One of the innocuous events to fly past most of us largely unacknowledged in the last few weeks was the ninetieth anniversary of the battle of the Somme. Somewhat inexplicably, there is still one living British veteran from a battle that took place in 1916, Henry Allingham, who at age 110 still attended the memorial service at Thiepval to pay homage to the 20.000 British soldiers who lost their lives on the 1 July 1916, to the hundreds of thousands who would die over the following five months, a generation already lost sunken deeper in the mud of death.

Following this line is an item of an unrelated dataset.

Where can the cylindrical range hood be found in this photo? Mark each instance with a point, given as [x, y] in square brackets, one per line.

What is most tragic about the battle of the Somme is not the cruel incompetence of the British high command, who unscrupulously sent at least half of those 20.000 men to their graves but, rather, the fact that a realistic opportunity to stop a senseless war and spare so much suffering –not to mention change the course of the bloodiest of all centuries- was missed by the sort of stupid selfishness commonly referred to as honour. Equally, the hardest thing to come to terms with when looking at World War I, the Great War, is that, although inevitable, it was unnecessary. The power struggle that prompted Europe to self destruction was propelled by an over-zealous obsession to protect and advance national interests at all costs, faster and better than anyone else; the power struggle that prompted Europe to self destruction was guided by a blinding patriotism. However, precisely because of this shared malady –patriotism- it is impossible to distinguish “good” and “evil” elements between the nations involved in World War I. Unlike World War II, the polarisation of the world that prompted World War I hinged on a set of shared interests which each group wanted to monopolise.

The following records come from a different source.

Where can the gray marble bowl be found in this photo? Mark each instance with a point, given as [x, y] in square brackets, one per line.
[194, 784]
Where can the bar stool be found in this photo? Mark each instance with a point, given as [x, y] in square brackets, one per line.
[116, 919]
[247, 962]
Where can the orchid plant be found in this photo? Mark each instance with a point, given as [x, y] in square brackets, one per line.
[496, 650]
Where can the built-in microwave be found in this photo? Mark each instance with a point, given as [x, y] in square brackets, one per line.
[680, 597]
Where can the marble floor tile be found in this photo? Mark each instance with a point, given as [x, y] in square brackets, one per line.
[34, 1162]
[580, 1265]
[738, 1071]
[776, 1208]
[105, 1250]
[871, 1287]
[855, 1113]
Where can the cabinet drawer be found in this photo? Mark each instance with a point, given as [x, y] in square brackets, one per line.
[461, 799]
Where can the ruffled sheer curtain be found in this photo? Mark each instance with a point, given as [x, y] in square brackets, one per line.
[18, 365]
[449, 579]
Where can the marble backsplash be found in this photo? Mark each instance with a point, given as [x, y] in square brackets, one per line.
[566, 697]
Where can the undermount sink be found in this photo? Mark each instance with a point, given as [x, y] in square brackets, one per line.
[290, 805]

By August 1916 the promise of a quick war “to end all wars” had already timed out; the strong German offensive had been stopped and repelled at Verdun; the Western front faced stagnation by the river Somme; the Eastern front saw Romania joining the entente, declaring war on Austria-Hungary; the German coalition, though still hundreds of miles away from home soil, were for the first time on their back foot; most importantly, the patriotic fervour which had fed the machinery of war earlier on had died out through all of Europe. The time was ripe to formulate a mutually satisfying truce to safeguard peace for another 10 or 15 years (no more, surely). It was not to be.
It was not to be because honour would bear nothing short of absolute victory, because the past glory and future esteem of the Empire, of the Kingdom, of the nation were on the line. Henry Allingham would have to witness a lot more death and destruction in his lifetime before he could finally enjoy a meaningful period of peace. But if, in fact, we can truthfully assert that patriotism has become a tool to draw people from different countries, different backgrounds, different cultures together, rather than set them apart, then perhaps –only perhaps- we have learned our lessons –perhaps we have learned our part. Given: football is marginally more trivial than world domination. However, it seems to me that writing history just for the sake of it can be more futile –and ever so much more tragic- than hitting the back of the net with a football.